Das „Wolena“-Team; Foto: ©Daniel Hager

Die ersten Jahre waren dann auch nicht ganz so einfach: „Wenn die Mitarbeiter teils drei Mal so alt sind wie ihre Chefin, dann müssen sich alle erst einmal in die Rolle hineinfinden. Das war kein Zuckerschlecken. Andrea Hager bezeichnet sich selbst auch nicht als einen Typ Mensch, der sofort als „die strenge Geschäftsfrau“ auftritt. „Druck bringt meiner Erfahrung nach ohnehin nichts. Die respekt- und vertrauensvolle Zusammenarbeit, die wir heute pflegen, hat sich langsam entwickelt, ich musste mir selbst erst einmal klar werden, dass es meine Verantwortung, mein Kapital, mein Geschäft ist“.

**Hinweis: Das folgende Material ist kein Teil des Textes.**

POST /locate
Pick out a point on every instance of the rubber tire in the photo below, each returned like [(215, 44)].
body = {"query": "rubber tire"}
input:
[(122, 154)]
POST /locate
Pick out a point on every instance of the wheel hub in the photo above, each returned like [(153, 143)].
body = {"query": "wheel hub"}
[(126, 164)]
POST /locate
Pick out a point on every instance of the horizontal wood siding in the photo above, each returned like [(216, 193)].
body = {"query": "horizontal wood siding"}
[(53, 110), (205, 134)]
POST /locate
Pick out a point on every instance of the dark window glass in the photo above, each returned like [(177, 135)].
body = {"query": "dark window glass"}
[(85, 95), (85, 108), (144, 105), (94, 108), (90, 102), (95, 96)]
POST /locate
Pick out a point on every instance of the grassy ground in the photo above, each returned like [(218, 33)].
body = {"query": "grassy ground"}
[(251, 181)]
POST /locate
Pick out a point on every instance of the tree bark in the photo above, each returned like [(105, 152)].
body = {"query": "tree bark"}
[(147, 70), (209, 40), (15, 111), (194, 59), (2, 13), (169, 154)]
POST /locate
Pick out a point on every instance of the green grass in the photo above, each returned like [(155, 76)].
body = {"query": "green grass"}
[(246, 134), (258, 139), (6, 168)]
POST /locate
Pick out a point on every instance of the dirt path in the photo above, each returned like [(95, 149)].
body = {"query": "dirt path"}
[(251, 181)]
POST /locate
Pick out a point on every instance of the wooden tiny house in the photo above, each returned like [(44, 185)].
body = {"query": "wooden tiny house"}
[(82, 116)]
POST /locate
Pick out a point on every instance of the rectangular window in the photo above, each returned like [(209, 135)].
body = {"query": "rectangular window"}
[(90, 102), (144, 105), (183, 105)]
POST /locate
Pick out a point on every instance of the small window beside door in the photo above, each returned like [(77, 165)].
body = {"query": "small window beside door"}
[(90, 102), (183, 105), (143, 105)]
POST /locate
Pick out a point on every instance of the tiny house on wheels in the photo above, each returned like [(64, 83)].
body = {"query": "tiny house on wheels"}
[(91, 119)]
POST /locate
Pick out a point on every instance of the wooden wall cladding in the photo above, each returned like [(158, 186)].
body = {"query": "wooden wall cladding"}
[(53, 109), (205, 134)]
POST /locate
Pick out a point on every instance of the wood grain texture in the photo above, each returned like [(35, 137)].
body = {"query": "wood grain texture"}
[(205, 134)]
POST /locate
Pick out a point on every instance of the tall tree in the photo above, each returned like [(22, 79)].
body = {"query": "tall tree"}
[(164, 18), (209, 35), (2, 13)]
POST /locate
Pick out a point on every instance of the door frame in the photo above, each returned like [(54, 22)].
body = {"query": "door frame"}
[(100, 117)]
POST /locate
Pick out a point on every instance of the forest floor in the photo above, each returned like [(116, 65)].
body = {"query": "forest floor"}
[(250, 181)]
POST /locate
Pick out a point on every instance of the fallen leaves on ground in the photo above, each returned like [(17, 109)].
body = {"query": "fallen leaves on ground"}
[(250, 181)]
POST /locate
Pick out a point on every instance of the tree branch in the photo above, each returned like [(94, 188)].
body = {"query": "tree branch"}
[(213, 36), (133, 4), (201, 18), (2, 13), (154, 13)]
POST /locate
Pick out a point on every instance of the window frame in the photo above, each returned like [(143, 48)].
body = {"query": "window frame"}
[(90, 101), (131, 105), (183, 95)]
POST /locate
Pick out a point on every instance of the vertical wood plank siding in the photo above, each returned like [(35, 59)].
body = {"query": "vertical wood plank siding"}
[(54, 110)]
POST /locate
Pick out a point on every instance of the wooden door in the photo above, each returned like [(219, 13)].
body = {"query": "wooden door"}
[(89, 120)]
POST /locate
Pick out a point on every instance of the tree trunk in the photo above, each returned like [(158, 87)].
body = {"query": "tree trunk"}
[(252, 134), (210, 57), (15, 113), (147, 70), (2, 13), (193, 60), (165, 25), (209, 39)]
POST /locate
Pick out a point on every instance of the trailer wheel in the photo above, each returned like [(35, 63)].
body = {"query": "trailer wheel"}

Dazu kam, dass Andrea Hager nicht nur jung, sondern auch weiblich ist: „Wäre ich ein Mann gewesen, wäre das bestimmt schneller gegangen“, ist sie sich sicher. In den vergangenen fünf Jahren ist sie immer besser in die Rolle hineingewachsen, „ich lasse mich nicht mehr so einfach über den Tisch ziehen“, schmunzelt sie. „Ich bin perfektionistisch und pünktlich, aber nicht streng, all die Arbeit muss ja auch Spaß machen!“

Der Prophet im eigenen Land…

Die meisten Aufträge erhält das noch junge Unternehmen von außerhalb Vorarlbergs. Ihre Abnehmer kommen zu 40 Prozent aus Deutschland und der Schweiz, der Rest verteilt sich auf Österreich jenseits des Arlbergs. In Vorarlberg ist der Anteil zwar wachsend, aber noch sehr gering „Besonders in der näheren, eigenen Umgebung sind die Menschen doch eher noch skeptisch. Das löst sich nur ganz langsam auf. Wir haben mittlerweile vier Firmengründer innerhalb unserer Familie, da spüre ich schon hin und wieder so etwas wie Neid“, bedauert Andrea Hager. „Mein Vater pflegt allerdings immer zu sagen: Neid musst du dir erarbeiten, Mitleid bekommst du geschenkt – und da liegt er wohl richtig. Es ist aber nicht leicht für die Jungen im eigenen Dorf, das betrifft nicht nur mich… Schade… Und das, obwohl der Trend hin zur Regionalität doch eigentlich wächst…“. Dennoch erlebt Andrea Hager den Standort in der Heimatgemeinde als für sie perfekt – vor allem auch wegen all seiner Touristen, die genügend Zeit und Interesse mitbringen, das Konzept von „Wolena“ schätzen zu lernen. „Für uns ist Mundpropaganda die beste Werbung.“

Zeit für Expansion

Mittlerweile, fünf Jahre nach der Eröffnung, sei die kleine, aber feine Manufaktur so richtig angelaufen. Erfahrungen mit einer Filiale hat Andrea Hager ebenfalls bereits gemacht: Zwischen 2014 bis 2016 versuchte sich die junge Unternehmerin auch in Wien zu etablieren. „Ich musste dazu alle zwei Wochen in die Bundeshauptstadt fahren. Im Lauf der Zeit habe ich erkannt, dass das zu aufwändig ist und in keiner Relation steht.“ Aufgegeben hat sie ihre Expansionspläne dennoch nicht: „Mein Geschäft ist aber in einem Tourismusort besser aufgehoben als in einer Großstadt.“ Es könne auch gut sein, so Andrea Hager, dass sich in näherer Zukunft eine Filiale von „Wolena“ in der benachbarten Schweiz oder in Grenznähe wiederfindet…
Wir wünschen jedenfalls alle Gute!

Verfasst im Oktober 2017

1 Kommentar
  1. ilse u.Helmut
    ilse u.Helmut sagte:

    Liebe Andrea,
    gerade haben wir deinen Artikel entdeckt. Einfach Klasse!!! Mach so weiter ! Wir wünschen Dir weiter viel,viel Erfolg.